Buses drive past a Syrian army soldier to evacuate rebel fighters and their families from the besieged Waer district in the central Syrian city of Homs, after an agreement reached between rebels and Syria's army (REUTERS/Omar Sanadiki) file photo
Rashidin (Syria): A suicide car bomb attack on buses carrying Syrians evacuated from two besieged government-held towns killed 43 people on Saturday, as US-backed fighters advanced in their push towards the Islamic State group's Raqa stronghold.
The Syrian Observatory for Human Rights said the blast targeted buses carrying residents evacuated from the northern towns of Fuaa and Kafraya under a deal reached between the regime and rebels.
Bodies were still being recovered from the attack at a transit point in Rashidin, west of Aleppo, according to the Observatory.
"The suicide bomber was driving a van supposedly carrying aid supplies and detonated near the buses," the monitoring group said.
AFP's reporter in rebel-held Rashidin saw several bodies, body parts and blood scattered on the ground.
The bombing took place as thousands of evacuees from Fuaa and Kafraya waited to continue their journey to regime-controlled Aleppo, the coastal province of Latakia, or Damascus.
More than 5,000 people who had lived under crippling siege for more than two years left the two towns, along with 2,200 evacuated from rebel-held Madaya and Zabadani, on Friday.
It has sucked in regional and international powers and allowed jihadist groups to seize vast areas of the country.
US-backed fighters reached the outskirts of a key jihadist-held town in northern Syria on Saturday as part of an offensive aimed at the IS bastion of Raqa.
The Syrian Democratic Forces (SDF), an Arab-Kurdish alliance supported by US-led coalition air strikes and special forces advisers, surrounded Tabqa in early April and have cut its main supply routes.
The town and a vast nearby dam are considered key prizes in the broader offensive for Raqa, the de facto Syrian capital of IS's self-proclaimed "caliphate", about 55 kilometres to the east.
SDF fighters are within a few hundred metres (yards) of Tabqa, said Observatory head Rami Abdel Rahman.
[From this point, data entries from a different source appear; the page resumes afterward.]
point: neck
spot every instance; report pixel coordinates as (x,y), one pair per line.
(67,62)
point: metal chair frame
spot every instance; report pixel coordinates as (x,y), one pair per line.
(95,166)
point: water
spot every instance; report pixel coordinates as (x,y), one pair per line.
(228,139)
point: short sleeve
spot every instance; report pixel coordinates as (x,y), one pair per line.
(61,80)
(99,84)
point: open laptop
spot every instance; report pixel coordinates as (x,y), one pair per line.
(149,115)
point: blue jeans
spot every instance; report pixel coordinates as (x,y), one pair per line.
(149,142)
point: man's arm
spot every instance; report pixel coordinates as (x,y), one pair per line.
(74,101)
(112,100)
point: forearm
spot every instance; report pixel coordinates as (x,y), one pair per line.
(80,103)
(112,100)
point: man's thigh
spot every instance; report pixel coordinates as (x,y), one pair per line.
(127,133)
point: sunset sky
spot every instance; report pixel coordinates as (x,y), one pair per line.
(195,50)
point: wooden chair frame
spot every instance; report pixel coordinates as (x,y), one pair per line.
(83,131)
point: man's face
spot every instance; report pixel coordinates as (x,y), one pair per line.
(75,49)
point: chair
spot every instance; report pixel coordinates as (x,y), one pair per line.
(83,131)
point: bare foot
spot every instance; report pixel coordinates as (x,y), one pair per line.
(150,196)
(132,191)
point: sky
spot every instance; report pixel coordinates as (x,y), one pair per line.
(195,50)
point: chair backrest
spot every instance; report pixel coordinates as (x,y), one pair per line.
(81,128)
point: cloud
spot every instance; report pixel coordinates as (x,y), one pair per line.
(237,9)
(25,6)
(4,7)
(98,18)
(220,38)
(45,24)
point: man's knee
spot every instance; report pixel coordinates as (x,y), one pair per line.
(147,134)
He said heavy clashes were under way around the two suburbs as IS attempted to counter-attack.
The SDF launched its campaign for Raqa in November and has since captured most of the surrounding province. It has been backed by US-led coalition air strikes, along with advisers and even an American Marines artillery battery. Raqa was home to around 240,000 residents before 2011 and more than 80,000 people have fled to the city from other parts of the country since the start of Syria's civil war.
Tabqa sits on a key supply route into Raqa and served as an important IS command base, housing the group's main prison. Backed by Russia and local militias, pro-government forces have made a string of recent gains.
The government and rebels have brokered a series of deals to evacuate people from besieged areas, which Damascus touts as the best way to end the violence. Rebels say they are forced out by siege and bombardment.